Le ministre de l’Agriculture s’efforce de rassurer les producteurs en leur promettant le soutien de l’État dans la conclusion d’accords avec les transformateurs.
Vingt-quatre heures après avoir reçu l’interprofession laitière, le ministre de l’Agriculture, Bruno Le Maire, a reçu le samedi 19 septembre les organisations syndicales représentatives pour tenter de dénouer la crise du lait.
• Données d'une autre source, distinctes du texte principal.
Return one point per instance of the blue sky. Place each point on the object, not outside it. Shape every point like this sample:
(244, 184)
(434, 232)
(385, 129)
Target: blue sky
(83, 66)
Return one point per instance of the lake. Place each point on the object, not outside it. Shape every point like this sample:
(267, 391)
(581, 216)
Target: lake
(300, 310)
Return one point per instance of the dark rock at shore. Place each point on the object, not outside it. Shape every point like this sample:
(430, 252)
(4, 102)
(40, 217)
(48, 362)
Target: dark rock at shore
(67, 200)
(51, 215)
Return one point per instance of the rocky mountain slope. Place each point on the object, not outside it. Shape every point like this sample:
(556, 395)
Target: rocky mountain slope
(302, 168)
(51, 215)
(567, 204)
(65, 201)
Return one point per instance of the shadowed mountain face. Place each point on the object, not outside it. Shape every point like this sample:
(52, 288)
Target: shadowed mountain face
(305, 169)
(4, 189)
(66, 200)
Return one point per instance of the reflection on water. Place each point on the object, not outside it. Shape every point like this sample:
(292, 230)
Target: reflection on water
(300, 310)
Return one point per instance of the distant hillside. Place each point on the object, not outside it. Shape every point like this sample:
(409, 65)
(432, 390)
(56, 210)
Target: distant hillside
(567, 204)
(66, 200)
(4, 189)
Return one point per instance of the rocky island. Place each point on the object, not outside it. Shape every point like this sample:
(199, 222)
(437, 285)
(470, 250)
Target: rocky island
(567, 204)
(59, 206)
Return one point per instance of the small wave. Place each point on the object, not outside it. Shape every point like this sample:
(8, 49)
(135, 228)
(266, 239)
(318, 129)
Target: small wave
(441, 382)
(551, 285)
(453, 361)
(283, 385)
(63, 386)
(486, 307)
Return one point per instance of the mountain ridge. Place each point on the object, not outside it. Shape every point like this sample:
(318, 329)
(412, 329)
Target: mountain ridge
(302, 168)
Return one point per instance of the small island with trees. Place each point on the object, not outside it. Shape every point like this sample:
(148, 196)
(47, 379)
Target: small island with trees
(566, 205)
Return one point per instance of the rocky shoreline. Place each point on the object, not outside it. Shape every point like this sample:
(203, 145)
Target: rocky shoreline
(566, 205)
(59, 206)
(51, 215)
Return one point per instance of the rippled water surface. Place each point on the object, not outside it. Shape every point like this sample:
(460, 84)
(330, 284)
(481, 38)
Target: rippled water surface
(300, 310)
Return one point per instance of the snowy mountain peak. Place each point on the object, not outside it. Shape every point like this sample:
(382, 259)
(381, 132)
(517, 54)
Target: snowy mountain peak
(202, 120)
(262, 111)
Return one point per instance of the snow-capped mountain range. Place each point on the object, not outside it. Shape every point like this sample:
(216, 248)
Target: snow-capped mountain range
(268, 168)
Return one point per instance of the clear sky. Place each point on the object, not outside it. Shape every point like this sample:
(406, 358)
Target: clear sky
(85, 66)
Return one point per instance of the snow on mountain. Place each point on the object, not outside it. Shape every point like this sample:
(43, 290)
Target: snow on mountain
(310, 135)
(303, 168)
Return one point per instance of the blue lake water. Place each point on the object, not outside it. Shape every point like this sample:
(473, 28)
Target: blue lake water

Il leur a annoncé qu’il recevait les représentants des banquiers, des assureurs et de la MSA, lundi 21 septembre.
Objectif : leur demander de faire un geste en guise « de solidarité » pour soulager la trésorerie des producteurs, notamment les jeunes et les récents investisseurs particulièrement sinistrés.
Dominique Barrau, secrétaire général de la FNSEA, William Villeneuve, président des JA et Henri Brichart, président de la Fédération nationale des producteurs de lait ont insisté auprès du ministre, pour une « année blanche » portant sur une exonération totale les cotisations sociales, des remboursements d’emprunt et des primes d’assurance en 2009.
Devant les professionnels, Bruno Le Maire a évoqué des accords qui peuvent être conclus entre producteurs et transformateurs « de nature à garantir un revenu équitable et stable ».
Une nouvelle rencontre sous l’égide des Pouvoirs publics, le 1er octobre avec l’interprofession, devrait préciser « les formes que peuvent prendre ces accords ». Le ministre de l’Agriculture n’a pas caché que la puissance publique s’y impliquerait. Il n’exclut pas « la mise en place d’un régulateur national ». Ou bien un recours à la loi pour établir un cadre législatif et éviter que « les industriels dictent leur loi aux producteurs ».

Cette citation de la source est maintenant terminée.